The most common complication of Dynesys is instrumentation failure. Wu et al. [28] reported that 4.7% of screws in 19.8% of patients loosened, although none of the patients needed revision surgery. They also indicated that elderly patients have higher rates of screw loosening. The rates of screw loosening and breakage are not uniform in the published literature. With a comprehensive literature review, Pham et al. [25] found that 11.7% (range 0–73.5%) of patients underwent screw loosening and 1.6% (range 0–8.1%) of patients had screw breakage during a mean follow-up period of 30.0 months. During our observation, six cases (27.3%) with screw loosening were identified based on plain radiographs by looking for a “double halo sign”. Two out of 22 patients (9.1%) in the present study developed screw breakage, which was higher than that reported by Pham et al. [25]. However, in terms of the number of screws implanted, our study had a comparable breakage rate with the published literature [2 out of 154 (1.3%) vs 4 out of 224 (1.8%)] [29]. In the present study, the cases with screw breakage or screw loosening showed no associated clinical symptoms, so the patients were followed up and checked regularly. It seems that DS had a higher incidence of pedicle screw loosening and a lower incidence of screw fractures. A possible reason is that Dynesys provides more flexibility than rigid constructs to reduce screw breakage, while the repeated internal stress may cause screw loosening. Apart from the hardware complications, more than one-third of patients (38.6%) in the fusion group received a transfusion (P = 0.012) and more than half of patients (52.3%) experienced in-hospital complications (P = 0.022). It is obvious that multi-segmental fusion was associated with greater surgical trauma to elderly patients. DS was shown to be safe to treat multi-segmental lumbar spinal stenosis in the elderly population during a hospital stay.

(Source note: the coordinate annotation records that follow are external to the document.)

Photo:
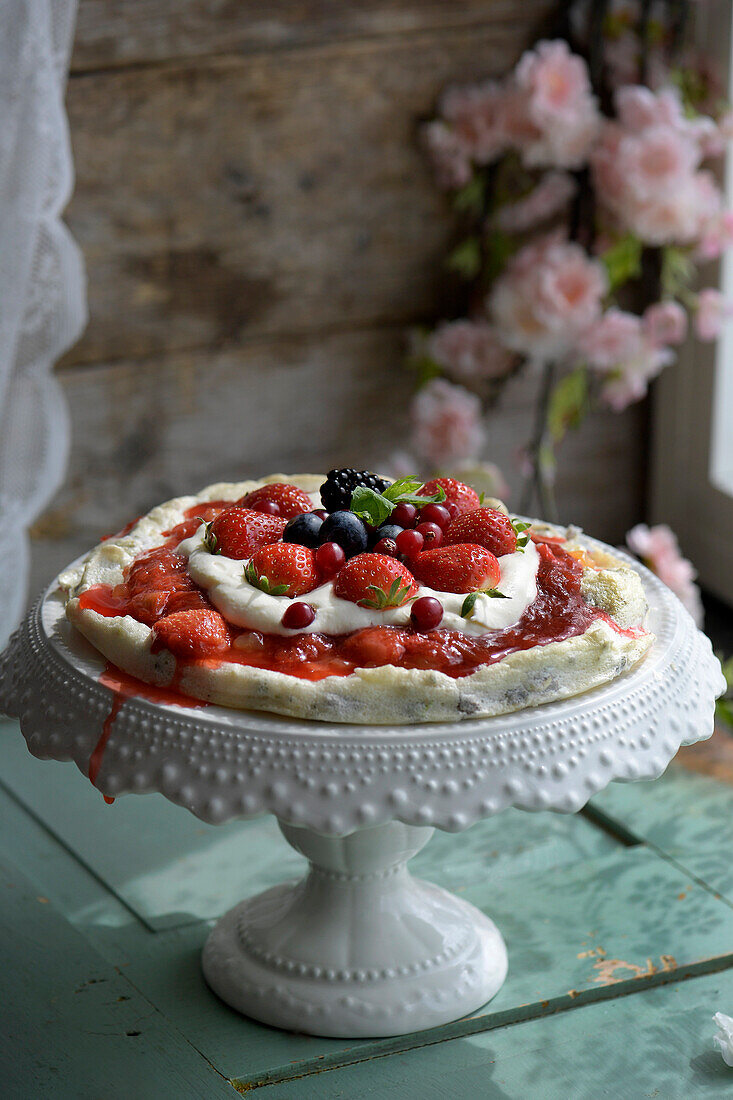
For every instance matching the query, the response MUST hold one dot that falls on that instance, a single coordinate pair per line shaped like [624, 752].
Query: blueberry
[346, 529]
[304, 529]
[385, 531]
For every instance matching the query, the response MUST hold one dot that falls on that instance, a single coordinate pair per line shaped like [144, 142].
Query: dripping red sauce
[157, 584]
[127, 686]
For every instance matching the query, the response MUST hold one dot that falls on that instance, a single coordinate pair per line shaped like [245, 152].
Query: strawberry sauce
[127, 686]
[156, 584]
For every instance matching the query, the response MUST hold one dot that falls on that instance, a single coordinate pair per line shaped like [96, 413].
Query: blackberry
[336, 491]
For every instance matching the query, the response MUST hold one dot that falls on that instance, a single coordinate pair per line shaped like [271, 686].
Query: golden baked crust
[378, 695]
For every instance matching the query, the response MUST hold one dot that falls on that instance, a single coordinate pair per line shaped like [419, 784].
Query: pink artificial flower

This study does have some limitations. The primary limitation is that the sample is small. The term “elderly patients” often refers to patients > 65 years old. We included three patients aged 63 years in Dynesys group because of a limited number of patients. Furthermore, the CT scan information was not available for all patients, and thus, the analysis of facet change in the Dynesys group and final confirmation of screw loosening and the fusion rate were difficult. Despite these limitations, we think that the information provided by this study is useful. A larger sample size and randomized controlled trials are needed to further determine the risks and benefits of Dynesys.

Conclusion

DS is a safe and effective surgical treatment of multi-segmental lumbar spinal stenosis in the elderly population. DS partially preserves the mobility of surgical segments, which may have the potential to delay degeneration of the surgically treated and adjacent segments.